Bisakah manusia membunuh dewa kuno dan berubah menjadi roh purba?
Suara guntur seolah menggema di benak orang-orang yang berada di sekitarnya!
Ini bukan lagi hubungan antara manusia yang diburu oleh dewa-dewa kuno. Sebaliknya, manusia dan dewa-dewa kuno dapat saling memburu.
Umat manusia memiliki tubuh tetapi tidak memiliki roh purba.
Dewa-dewa kuno adalah roh purba dan tidak memiliki tubuh.
Xu Younian berkata dengan tenang, “Dengan cara ini, kita bisa membunuh semua dewa kuno. Dewa Petir, Ibu Petir, dan bahkan Sembilan Matahari. Kita bisa menggunakan mereka sebagai roh primordial kita… Dengan Kayu Penciptaan sebagai roh primordialku, aku menciptakan sebuah kitab bernama ‘Kitab Pembuka Langit Kayu Penciptaan’. Aku mengambil Kayu Penciptaan sebagai roh primordialku sendiri, dan ketika dikultivasi hingga tingkat tertinggi, aku dapat berubah menjadi Kayu Penciptaan yang dapat membuka langit dan melahap Qi spiritual langit dan bumi. Kekuatan tempurku tak terbatas, yang dapat menjadi referensi bagi semua orang.”
Xu Younian membentangkan gulungan kuno yang terbuat dari kulit binatang dan menyerahkannya kepada semua orang.
Ia tak kuasa menahan diri untuk tidak perlahan mengangkat kepalanya.
Samudra jiwa kita dapat menampung dewa-dewa kuno. Selama kita membunuh matahari dan melenyapkan kesadarannya, inti emas akan menyatu dengannya dan menjadi Yuan Shen matahari. Kita dapat memurnikannya menjadi harta magis yang terikat kehidupan dan menggantikannya!
Dia bahkan bisa membunuh matahari dan menggantikan posisi dewa yang sudah ada sejak lahir?
Orang-orang di sekitar mereka gemetar ketika sebuah pikiran yang sulit dipercaya muncul di benak mereka.

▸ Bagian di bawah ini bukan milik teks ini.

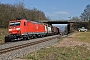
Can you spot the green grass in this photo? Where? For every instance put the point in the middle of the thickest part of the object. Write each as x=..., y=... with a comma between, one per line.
x=62, y=53
x=3, y=32
x=83, y=36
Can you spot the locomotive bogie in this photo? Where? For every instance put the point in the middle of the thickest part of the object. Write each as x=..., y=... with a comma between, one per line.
x=26, y=29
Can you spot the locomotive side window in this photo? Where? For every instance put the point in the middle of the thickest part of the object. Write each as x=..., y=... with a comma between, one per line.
x=14, y=23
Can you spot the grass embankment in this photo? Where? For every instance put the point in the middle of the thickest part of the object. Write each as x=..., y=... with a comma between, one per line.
x=83, y=36
x=64, y=53
x=3, y=32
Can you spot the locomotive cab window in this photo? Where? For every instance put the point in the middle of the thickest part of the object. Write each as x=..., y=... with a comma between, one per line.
x=14, y=23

Xu Younian berkata dengan tenang, “Mulai sekarang, aku telah menetapkan ortodoksi untuk umat manusia! Dalam kultivasi umat manusia, seharusnya ada alam pembentukan inti dan alam roh purba… Umat manusia juga seharusnya memiliki ‘Sutra Matahari Agung Surga Mi Luo’! Ada sembilan hari di dunia, dan hanya sembilan orang yang dapat dibunuh untuk berkultivasi!”
Kata-kata ini bagaikan sambaran petir di hari yang cerah!
Di dalam Istana Dewa Bulan.
Yueshen sedang memasak pohon Osmanthus di paviliun, dan Putra Mahkota Gagak Emas, Long Chen, sedang duduk bersila. Tiba-tiba dia membuka matanya dan berkata, “Tidak enak!”
“Apa?” Yueshen terkejut.
Long Hong berdiri dan mondar-mandir, “Manusia ingin menaklukkan langit dan menggantikan posisi Dewa kuno. Mengendalikan langit dan bumi, Kesengsaraan besar Dewa kuno akan datang!”